Irak, Somalie, Afghanistan, Libye, Syrie et Ukraine aujourd'hui. Depuis plus de 20 ans, Mathias Bruggmann investit les terrains de conflit en qualité de photographe. Photographe non pas de guerre, mais s'intéressant à la représentation des conflits, selon ses propres dires. "Je suis juste quelqu'un qui a ce privilège d'aller dans des endroits où peu de gens vont", reconnaît-il avec humilité.

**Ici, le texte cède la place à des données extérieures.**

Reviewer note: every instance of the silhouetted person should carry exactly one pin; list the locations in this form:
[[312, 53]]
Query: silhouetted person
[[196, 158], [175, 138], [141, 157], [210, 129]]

Peu de temps après le début du conflit, il est parti pour l'Ukraine et y est resté six mois. Pour lui, il s'agit d'un basculement historique. "Je pense qu'on fait face à un évènement qui est peut-être de l'ampleur du mur de Berlin", estime le photographe.
S'il dit "ne pas savoir faire grand-chose", il reconnaît se donner la responsabilité de raconter en images le périple des individus en temps de conflit. "J'ai eu le privilège d'être accueilli par des gens un peu partout. Et la seule chose qu'on m'a demandé de faire, c'est de raconter leur histoire."
L'image, témoin de l'histoire
Pour Matthias Bruggmann, une bonne image de conflit est une image dont les gens se souviennent. "Une image qui ralentit le regard, qui va inviter quelqu'un non pas à passer à la page suivante, mais à se demander ce qui se passe dedans", détaille-t-il. Le photographe trouve que les images importantes sont celles qui invitent le grand public à s'intéresser à quelque chose qui, a priori, ne les concerne pas.
Par ailleurs, il considère qu'il n'y a pas assez de photos qui témoignent de ces conflits. "Par exemple, on manque d'images des tranchées, de la vie en leur sein", déplore-t-il. S'il pense qu'il n'y a pas assez de ce genre de photographies, c'est qu'il estime que trop sont de mauvaise qualité ou redondantes.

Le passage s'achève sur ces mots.